Constrained Counting and Sampling: Bridging the Gap between Theory and Practice
Speaker: Kuldeep Meel, Rice University
Location: Warren Weaver Hall 101
Date: April 4, 2017, 1 p.m.
Host: Bud Mishra
Constrained counting and sampling are two fundamental problems in Computer Science with numerous applications, including network reliability, privacy, probabilistic reasoning, and constrained-random verification. In constrained counting, the task is to compute the total weight, subject to a given weighting function, of the set of solutions of the given constraints. In constrained sampling, the task is to sample randomly, subject to a given weighting function, from the set of solutions to a set of given constraints. In this talk, I will introduce a novel algorithmic framework for constrained sampling and counting that combines the classical algorithmic technique of universal hashing with the dramatic progress made in Boolean reasoning over the past two decades.

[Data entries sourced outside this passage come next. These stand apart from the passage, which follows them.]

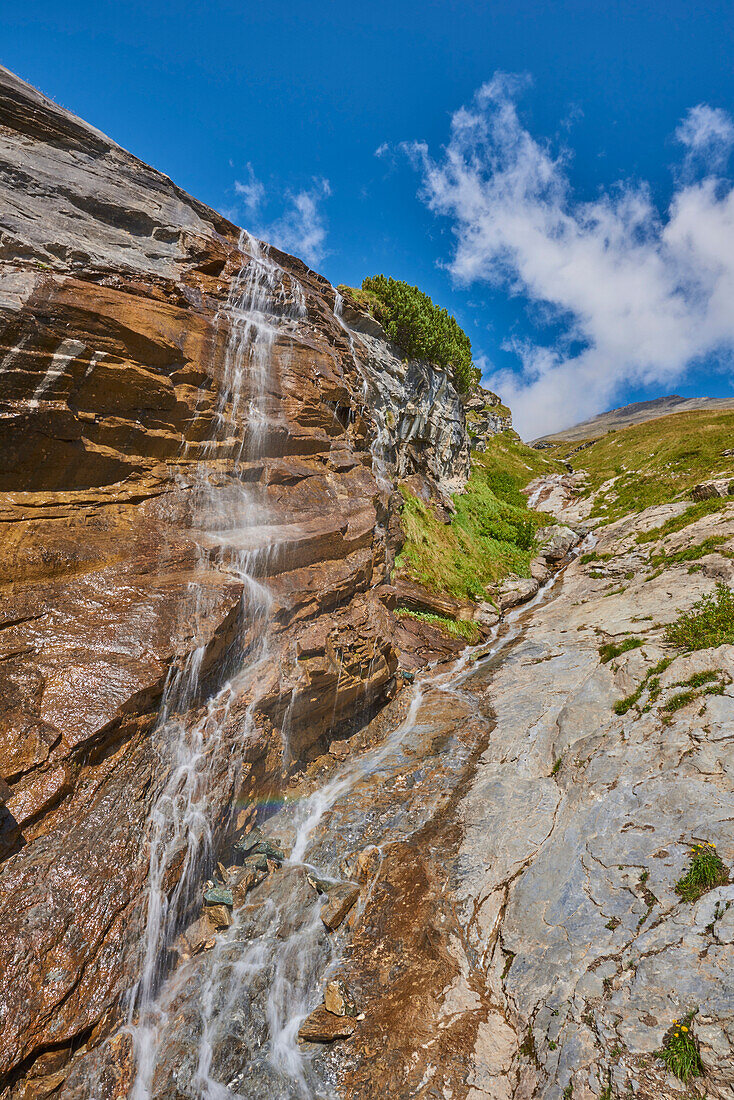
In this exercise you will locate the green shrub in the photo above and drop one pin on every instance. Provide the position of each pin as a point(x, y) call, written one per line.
point(707, 870)
point(422, 329)
point(710, 622)
point(679, 1051)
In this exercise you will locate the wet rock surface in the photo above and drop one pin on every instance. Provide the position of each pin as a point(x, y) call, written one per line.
point(494, 847)
point(117, 333)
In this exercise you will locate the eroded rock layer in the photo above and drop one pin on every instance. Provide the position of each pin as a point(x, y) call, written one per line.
point(114, 329)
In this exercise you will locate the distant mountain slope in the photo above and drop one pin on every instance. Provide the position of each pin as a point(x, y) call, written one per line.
point(636, 414)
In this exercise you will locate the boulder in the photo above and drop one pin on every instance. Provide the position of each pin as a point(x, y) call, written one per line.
point(340, 900)
point(707, 491)
point(556, 541)
point(218, 895)
point(338, 1000)
point(324, 1026)
point(516, 592)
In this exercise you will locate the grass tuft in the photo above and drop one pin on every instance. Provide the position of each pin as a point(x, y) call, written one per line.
point(492, 532)
point(709, 623)
point(705, 871)
point(655, 463)
point(458, 628)
point(679, 1051)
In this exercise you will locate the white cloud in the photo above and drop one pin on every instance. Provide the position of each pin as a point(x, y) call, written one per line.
point(644, 296)
point(302, 228)
point(251, 190)
point(707, 132)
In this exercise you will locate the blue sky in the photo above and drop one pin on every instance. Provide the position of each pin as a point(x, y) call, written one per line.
point(576, 217)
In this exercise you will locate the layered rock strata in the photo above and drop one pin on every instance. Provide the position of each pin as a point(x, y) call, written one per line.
point(114, 329)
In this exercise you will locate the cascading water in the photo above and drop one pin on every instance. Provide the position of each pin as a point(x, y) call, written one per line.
point(262, 303)
point(226, 1023)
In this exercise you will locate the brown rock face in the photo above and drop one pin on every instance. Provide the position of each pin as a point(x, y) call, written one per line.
point(117, 330)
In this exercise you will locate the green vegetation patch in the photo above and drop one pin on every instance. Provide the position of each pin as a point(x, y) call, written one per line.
point(611, 650)
point(709, 623)
point(655, 462)
point(691, 515)
point(689, 553)
point(422, 329)
point(492, 532)
point(679, 1051)
point(458, 628)
point(652, 681)
point(705, 871)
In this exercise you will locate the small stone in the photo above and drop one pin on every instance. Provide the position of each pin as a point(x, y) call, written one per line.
point(259, 845)
point(219, 895)
point(340, 749)
point(219, 915)
point(247, 878)
point(341, 899)
point(324, 1026)
point(338, 1000)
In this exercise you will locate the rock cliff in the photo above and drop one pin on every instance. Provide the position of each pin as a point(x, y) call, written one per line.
point(251, 846)
point(119, 311)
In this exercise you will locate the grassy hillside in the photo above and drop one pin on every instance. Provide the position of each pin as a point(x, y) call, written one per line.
point(655, 462)
point(492, 532)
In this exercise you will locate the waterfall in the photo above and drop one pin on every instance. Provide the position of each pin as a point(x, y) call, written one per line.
point(262, 303)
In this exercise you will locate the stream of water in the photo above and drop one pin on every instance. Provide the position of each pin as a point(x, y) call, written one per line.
point(262, 304)
point(225, 1024)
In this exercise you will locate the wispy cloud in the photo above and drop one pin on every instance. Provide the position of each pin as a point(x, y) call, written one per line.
point(251, 190)
point(708, 133)
point(300, 228)
point(643, 295)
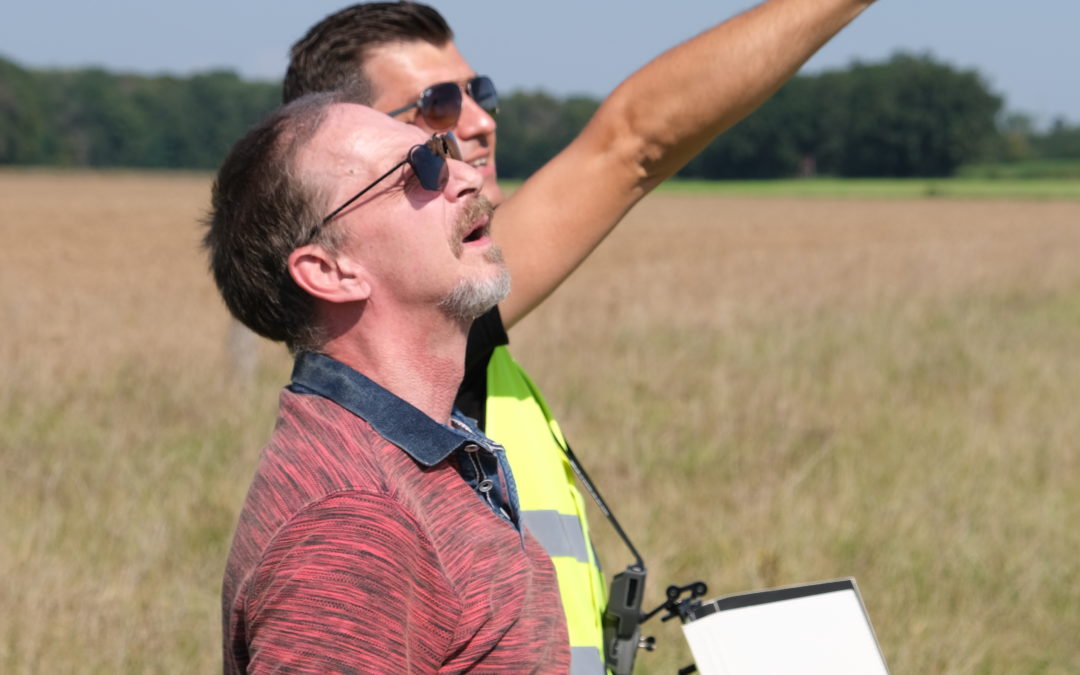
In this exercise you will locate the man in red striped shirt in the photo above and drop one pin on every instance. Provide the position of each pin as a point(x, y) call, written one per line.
point(381, 531)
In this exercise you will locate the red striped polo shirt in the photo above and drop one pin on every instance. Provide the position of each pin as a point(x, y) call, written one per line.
point(353, 555)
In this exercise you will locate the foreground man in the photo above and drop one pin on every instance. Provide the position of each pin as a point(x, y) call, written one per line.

This has allowed us to obtain breakthrough results in constrained sampling and counting, providing a new algorithmic toolbox in machine learning, probabilistic reasoning, privacy, and design verification. I will demonstrate the utility of the above techniques on various real applications including probabilistic inference, design verification and our ongoing collaboration in estimating the reliability of critical infrastructure networks during natural disasters.
In-person attendance only available to those with active NYU ID cards.